Many of the tools used in tree work are the result of a skilled splicer. From climbing lines to rigging slings, there are many benefits to having a splices on your rope products. A spliced eye on your climbing line is more compact than a knot, and a good splice will retain at least 90% of the rope strength, while a knot can result in 60% loss of strength. Whether your goal is repairing your winch line in the field, installing synthetic cabling, or you desire to create all of your own rope tools, it can be confusing to determine which splicing tools you need. We will be looking at the different splicing tools available, their benefits, as well as looking at what is really needed to get the job done.

We will be looking at techniques for certain types of ropes in coming weeks,
but today will be just an overview of 
tools needed to get the job done.


Wire Fid

One of the most versatile tools in the splicing toolbox is the wire fid. For some rope the wire fid is merely functional, such as larger diameter double braid rope or 12 strand hollow core. Other ropes are nearly impossible without the wire fid, such as 8mm hitch cord, small diameter double braid climbing lines, or the crossover on 16 strand ropes.


Wire fids are simple tools, and can be manufactured easily from welding wire, coat hangers, or piano wire. Wire fids are also an inexpensive tool to purchase if you are just getting introduced to splicing.


Tubular Fids

Measurements for rope splicing occur in fid lengths, which is 21 times the diameter of the rope. Tubular fids can be very useful when splicing hollow core rope or double braid rigging rope. The tapered nose of the fid allows the rope to be pushed through without snagging fibers. It is crucial to properly size the fid with the diameter of rope being spliced.

A fid pusher may be helpful when splicing double braid rope to get the fid out without losing the tapered end of
the rope. A fid pusher is also generally sized with the rope being spliced.


Fids and fid pushers are typically specified as being required tools by manufacturers to splice their cordage. Many ropes can be spliced by using tubular fids and pushers. 12 strand and double braid rigging ropes are easily spliced by using fids and pushers.


Swedish Fids

Swedish fids are very useful for splicing 3 strand rope such as New England Multiline or Samson Promaster. Our splicers use Swedish fids for Brummel and locking Brummel splices on 12 strand hollow core rope necessary for whoopie slings and eyes on dead eye rigging slings. Using Swedish fids eliminates the need for removing and re-taping the tubular fid to opposing ends of the rope, overall making the splicing process smoother. The Swedish fid is useful for any rope being spliced with a tuck splice or brummel.


Toss Splicing Wand

The Toss splicing wand is a useful tool frequently used by professional splicers. The wand has a smooth nose that allows you to easily pass through the cover without snagging inside fibers. The snare makes it easy to pull the core through the cover, or the tapered cover through itself when splicing 16 strand rope. The 42” long arborist wand is especially useful when splicing 16 strand climbing lines.
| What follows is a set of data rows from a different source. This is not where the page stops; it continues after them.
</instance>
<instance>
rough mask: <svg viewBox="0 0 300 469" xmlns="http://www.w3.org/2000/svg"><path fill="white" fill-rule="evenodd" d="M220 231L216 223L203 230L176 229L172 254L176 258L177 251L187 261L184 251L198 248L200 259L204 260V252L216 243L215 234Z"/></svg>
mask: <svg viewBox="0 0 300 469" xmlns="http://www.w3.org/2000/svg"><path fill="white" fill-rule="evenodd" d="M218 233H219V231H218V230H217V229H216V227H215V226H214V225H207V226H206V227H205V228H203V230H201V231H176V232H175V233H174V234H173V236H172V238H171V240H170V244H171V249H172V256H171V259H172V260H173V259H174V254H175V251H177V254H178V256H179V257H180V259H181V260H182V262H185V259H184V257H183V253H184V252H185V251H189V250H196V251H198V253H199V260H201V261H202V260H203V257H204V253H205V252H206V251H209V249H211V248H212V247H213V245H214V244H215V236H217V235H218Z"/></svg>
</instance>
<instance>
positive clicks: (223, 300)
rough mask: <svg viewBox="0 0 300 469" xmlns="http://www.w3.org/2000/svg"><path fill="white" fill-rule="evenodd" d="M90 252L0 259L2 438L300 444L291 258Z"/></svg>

Scratch Awl or Marlin Spike

 The scratch awl and/or Marlin spike are very useful tools for splicing. These tools are great for pulling the tight fibers on small diameter double braid ropes, and for extracting the core on climbing and rigging lines. The marlin spike has a tapered nose, which makes it easier to avoid snagging fibers unintentionally. It also works well for separating the jacket on double braid ropes.